The scientists plan to expand their observations by using other stars observed by CoRoT as well as data from NASA’s Kepler mission, launched in March 2009 (see sidebar). Kepler is seeking Earth-sized planets to survey. The mission will provide continuous data over three to five years from hundreds of stars that could be hosting planets.

“If it turns out that a short magnetic cycle is common in stars, then we will potentially observe a large number of full cycles during Kepler’s mission,” says Metcalfe. “The more stars and complete magnetic cycles we have to observe, the more we can place the Sun into context and explore the impacts of magnetic activity on possible planets hosted by these stars.”

Team members have spent the past six months exploring the structure and dynamics of HD49933 and classifying its size. They will next verify their observations using ground-based telescopes to confirm the magnetic activity of the star. When HD49933 reemerges from behind the Sun in September, they hope to measure the full length of the cycle. The CoRoT mission was designed to collect up to 150 days of continuous data at a time, which was not enough to determine the exact length of the star’s cycle.

—Rachael Drummond

Taking the pulse of distant stars with Kepler

Exploring distant stars has taken on a new life thanks to a wealth of data from NASA’s Kepler space telescope. In four papers published this autumn, scientists have characterized hundreds of stars targeted by Kepler, using the natural pulse of their light waves.

These variations in brightness can be translated into vibrations, or oscillations within the stars, using a technique called stellar seismology. The oscillations can be used by scientists to analyze the internal structures of the stars, in much the same way that seismologists use earthquakes to probe Earth’s interior.

“We’re essentially taking the vital signs of these stars, measuring size, structure, and age, using methods that will also be useful for planet-hosting stars,” says astronomer Joergen Christensen-Dalsgaard (Danish AsteroSeismology Centre), an NCAR affiliate scientist who leads the stellar seismology team.

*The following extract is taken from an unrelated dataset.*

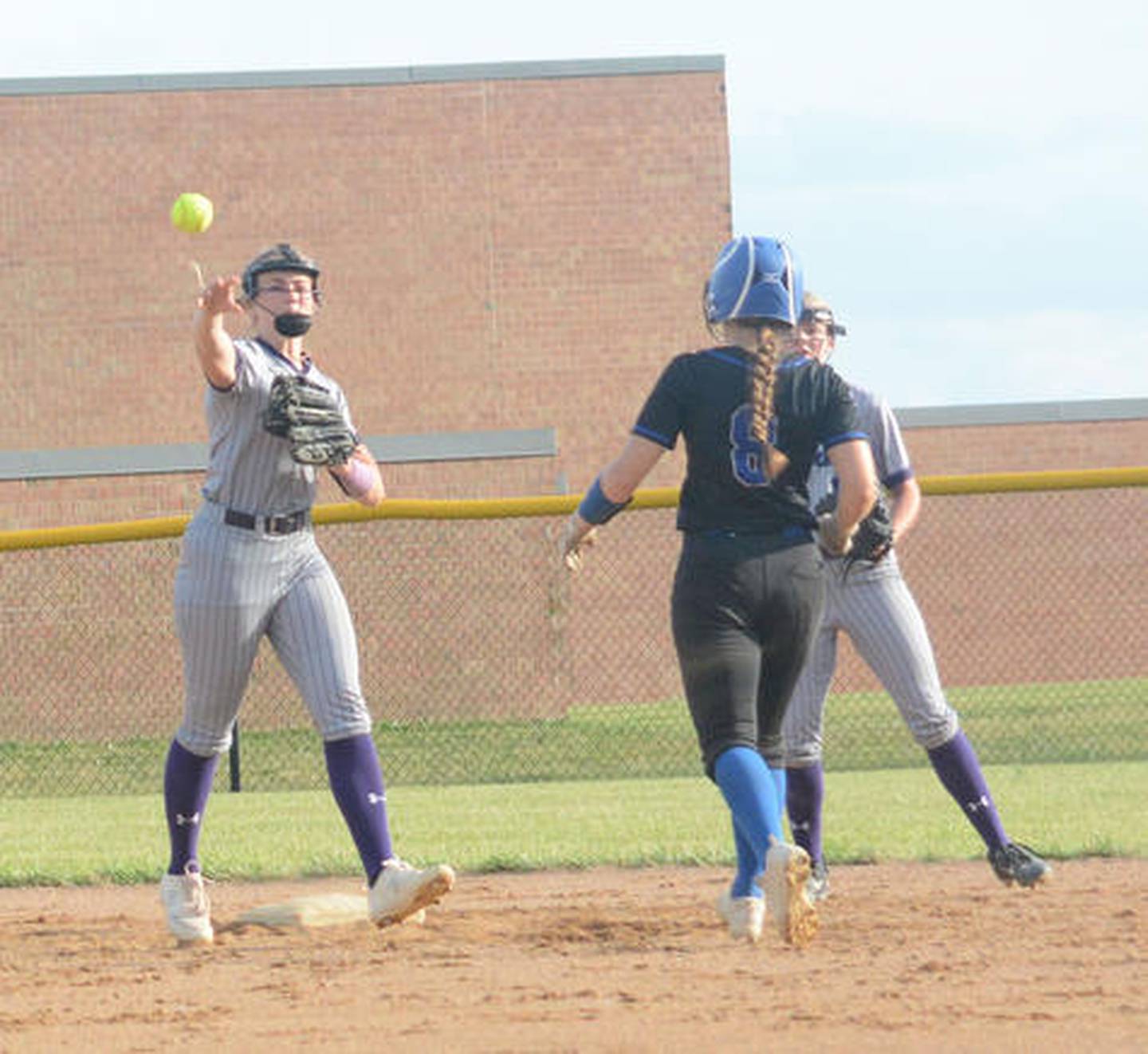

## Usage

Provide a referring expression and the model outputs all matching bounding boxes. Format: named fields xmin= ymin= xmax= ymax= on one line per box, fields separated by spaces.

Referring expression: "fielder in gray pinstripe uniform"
xmin=767 ymin=294 xmax=1049 ymax=899
xmin=161 ymin=243 xmax=454 ymax=942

NASA’s Kepler satellite, launched in March 2009, is designed to discover Earth-like planets orbiting other stars. In the process it is capturing large quantities of data on the target stars. The satellite is using a huge digital camera to continuously monitor the brightness of more than 150,000 stars in its field of view as it orbits the Sun.

Kepler searches for distant worlds by looking for transits, when a planet passes in front of a star, briefly causing it to dim. The amount of dimming reveals the size of the planet compared to the size of the star. Stellar seismology allows scientists to measure the size of the star precisely, yielding the absolute size of any planet. The technique also provides the age of the star, so that the many planets discovered by Kepler can lead to insights into how planetary systems change over time.

 

Light variations from Kepler

This graphic shows five days of light variations observed by the Kepler satellite for four different types of stars: “solar-like” oscillations in a subgiant (top) and a red giant (top middle), pulsations in a blue giant (bottom middle), and eclipses and relativistic beaming in a compact binary star (bottom). The relative sizes of the stars are shown to scale on the left, with the top star about twice the diameter of the Sun. The light variations have been scaled up 100 times for the red giant and compact binary and 1,000 times for the subgiant. (Image courtesy Travis Metcalfe and Tim Bedding.)